コロラド州立大は同州フォートコリンズというロッキー山脈のふもと、標高約1500mに位置する人口約17万人の中規模都市にキャンパスを置く。
同大フットボール部の愛称は「Rams(ラムズ)」でマウンテン・ウエスト・カンファレンスに所属し、昨シーズンは3勝9敗の成績だった。同大のヘッドコーチは元NFL選手で昨シーズン就任のジェイ・ノベル氏だ。出身選手にはNFLピッツバーグ・スティーラーズの元ラインバッカーで4度のプロボウル(NFLオールスター戦)に選出の名選手、ジョーイ・ポーターがいる。
競技経験の少なさをまったく負い目に感じていない。

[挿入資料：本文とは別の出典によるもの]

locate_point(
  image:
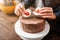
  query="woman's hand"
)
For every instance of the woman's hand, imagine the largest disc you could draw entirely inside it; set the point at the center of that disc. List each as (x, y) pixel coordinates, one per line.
(20, 9)
(47, 12)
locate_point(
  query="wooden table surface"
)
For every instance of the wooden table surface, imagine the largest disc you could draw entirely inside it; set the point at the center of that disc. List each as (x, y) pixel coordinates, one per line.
(7, 31)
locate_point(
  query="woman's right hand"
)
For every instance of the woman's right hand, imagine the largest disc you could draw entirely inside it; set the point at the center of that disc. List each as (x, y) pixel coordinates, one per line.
(20, 9)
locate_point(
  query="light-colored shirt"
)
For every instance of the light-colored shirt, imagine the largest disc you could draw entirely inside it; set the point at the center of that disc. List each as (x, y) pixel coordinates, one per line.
(39, 3)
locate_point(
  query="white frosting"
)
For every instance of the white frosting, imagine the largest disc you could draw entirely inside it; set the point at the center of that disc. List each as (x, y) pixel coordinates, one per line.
(28, 10)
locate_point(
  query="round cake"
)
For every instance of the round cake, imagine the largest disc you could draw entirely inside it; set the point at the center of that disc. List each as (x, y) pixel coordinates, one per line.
(32, 25)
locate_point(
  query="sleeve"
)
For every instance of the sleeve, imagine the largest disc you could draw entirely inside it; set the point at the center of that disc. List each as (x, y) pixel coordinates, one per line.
(57, 13)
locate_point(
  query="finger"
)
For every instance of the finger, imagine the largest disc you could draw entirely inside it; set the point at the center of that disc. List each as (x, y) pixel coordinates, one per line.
(22, 7)
(46, 11)
(49, 17)
(44, 14)
(48, 8)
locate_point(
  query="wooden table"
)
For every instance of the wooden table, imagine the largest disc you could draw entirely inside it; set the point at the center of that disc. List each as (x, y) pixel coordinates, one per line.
(7, 31)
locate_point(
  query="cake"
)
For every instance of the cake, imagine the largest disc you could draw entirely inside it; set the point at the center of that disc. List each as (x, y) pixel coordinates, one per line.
(32, 25)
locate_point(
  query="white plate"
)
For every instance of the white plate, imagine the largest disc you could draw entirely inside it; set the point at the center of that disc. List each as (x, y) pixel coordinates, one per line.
(20, 32)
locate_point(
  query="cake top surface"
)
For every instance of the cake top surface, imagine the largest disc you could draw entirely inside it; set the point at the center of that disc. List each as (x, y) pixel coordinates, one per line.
(33, 20)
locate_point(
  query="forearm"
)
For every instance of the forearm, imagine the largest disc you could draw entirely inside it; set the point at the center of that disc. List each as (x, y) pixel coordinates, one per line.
(57, 13)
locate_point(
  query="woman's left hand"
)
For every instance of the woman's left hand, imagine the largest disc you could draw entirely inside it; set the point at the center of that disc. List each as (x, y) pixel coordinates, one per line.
(47, 12)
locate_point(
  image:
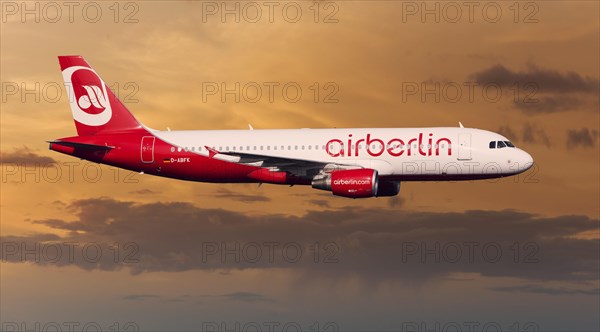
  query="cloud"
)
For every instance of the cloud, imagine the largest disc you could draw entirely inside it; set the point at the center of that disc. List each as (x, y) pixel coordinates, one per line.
(539, 90)
(370, 243)
(141, 297)
(508, 132)
(144, 192)
(532, 134)
(547, 80)
(319, 202)
(583, 137)
(25, 156)
(233, 296)
(536, 289)
(246, 297)
(240, 197)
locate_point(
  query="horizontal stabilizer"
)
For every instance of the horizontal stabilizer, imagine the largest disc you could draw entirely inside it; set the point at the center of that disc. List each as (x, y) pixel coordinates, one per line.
(86, 146)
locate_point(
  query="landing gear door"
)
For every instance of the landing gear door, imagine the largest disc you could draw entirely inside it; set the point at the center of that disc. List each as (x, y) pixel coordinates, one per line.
(464, 146)
(147, 149)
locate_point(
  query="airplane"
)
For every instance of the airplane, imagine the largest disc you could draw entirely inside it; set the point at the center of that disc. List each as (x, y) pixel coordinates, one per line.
(350, 162)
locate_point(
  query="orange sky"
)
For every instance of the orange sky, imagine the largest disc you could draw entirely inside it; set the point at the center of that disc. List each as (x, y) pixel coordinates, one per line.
(544, 56)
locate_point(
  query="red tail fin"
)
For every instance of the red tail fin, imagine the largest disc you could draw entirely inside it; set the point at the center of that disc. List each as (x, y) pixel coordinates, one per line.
(95, 107)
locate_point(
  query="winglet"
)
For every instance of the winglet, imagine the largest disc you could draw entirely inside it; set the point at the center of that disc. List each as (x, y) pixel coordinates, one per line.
(211, 152)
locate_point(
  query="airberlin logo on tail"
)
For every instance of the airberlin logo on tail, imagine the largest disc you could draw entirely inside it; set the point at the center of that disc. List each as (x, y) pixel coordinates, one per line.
(395, 147)
(88, 96)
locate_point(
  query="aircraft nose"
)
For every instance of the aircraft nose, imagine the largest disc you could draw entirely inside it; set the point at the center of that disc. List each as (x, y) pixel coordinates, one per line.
(525, 161)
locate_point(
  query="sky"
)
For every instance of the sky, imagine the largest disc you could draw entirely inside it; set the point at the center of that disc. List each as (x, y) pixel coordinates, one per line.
(85, 246)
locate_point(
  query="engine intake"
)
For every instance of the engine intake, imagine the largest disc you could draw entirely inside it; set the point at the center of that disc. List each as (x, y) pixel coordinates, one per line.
(354, 183)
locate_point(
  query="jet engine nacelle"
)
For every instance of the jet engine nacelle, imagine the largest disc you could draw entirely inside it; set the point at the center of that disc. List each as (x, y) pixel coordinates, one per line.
(353, 183)
(388, 188)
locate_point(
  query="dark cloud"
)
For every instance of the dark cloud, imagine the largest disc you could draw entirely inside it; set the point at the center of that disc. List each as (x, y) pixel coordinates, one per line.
(583, 137)
(551, 104)
(319, 202)
(536, 289)
(539, 90)
(395, 201)
(246, 297)
(25, 156)
(144, 192)
(140, 297)
(370, 243)
(240, 197)
(234, 296)
(508, 132)
(546, 80)
(532, 134)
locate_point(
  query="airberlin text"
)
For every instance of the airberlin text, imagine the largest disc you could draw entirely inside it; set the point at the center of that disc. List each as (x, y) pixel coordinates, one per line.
(395, 147)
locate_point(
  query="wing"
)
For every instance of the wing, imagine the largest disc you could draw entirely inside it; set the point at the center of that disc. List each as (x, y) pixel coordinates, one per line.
(301, 168)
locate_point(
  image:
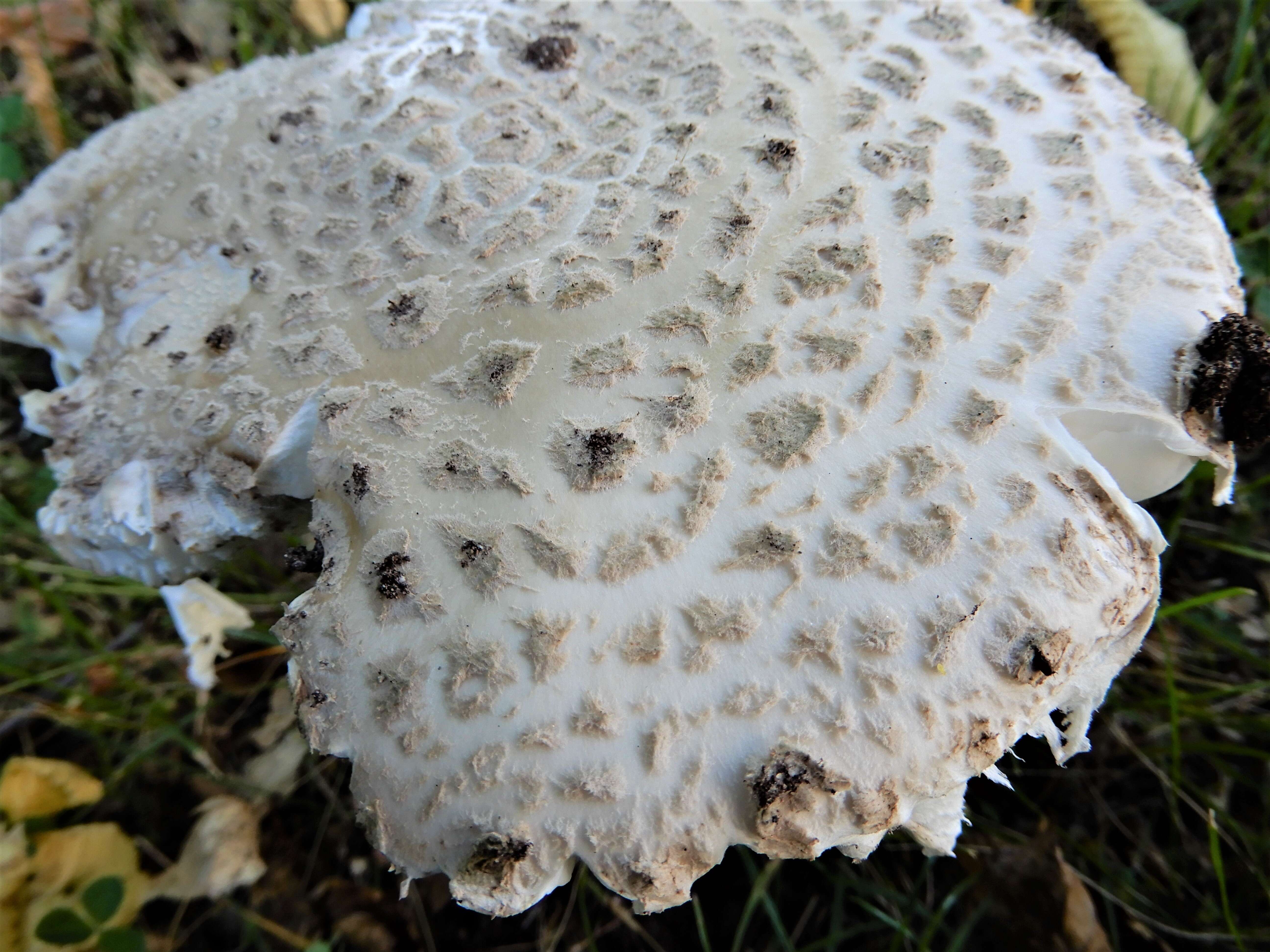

コロラド州立大のコーチからは、それは「むしろメリット。しっかり仕込んで即戦力として使いたい」(花田)とすら言われている。それに、アマチュア相撲の世界で頂点を勝ち取った肉体と技量もある。
たとえば、相撲の「おっつけ」。アメフトでは相手の攻撃ライン選手は守備ライン選手の突進を腕を突っ張って止めるのが普通だが、その突っ張った腕をおっつけの技術でさばくといった転用ができる。
「おっつけをしたらめちゃくちゃ楽なんですよね。そういった前さばきとか独特の相撲のセンスっていうのはアメフトにはないと思うので、そこは結構、いけるかなと思います」(花田)
コロラド州立大には3年生として編入する形となる。アメリカの大学スポーツには「レッドシャツ」という試合には出られない代わりに練習には参加ができ、かつそのシーズンが競技年数にカウントされない制度があり、花田はこれを使う可能性もある。その場合にはレッドシャツで今秋の23年シーズンを過ごし、その後、24年、25年と最大2シーズン大学でプレーすることができる。だが、レッドシャツとなるかどうかは現時点では決まっていない。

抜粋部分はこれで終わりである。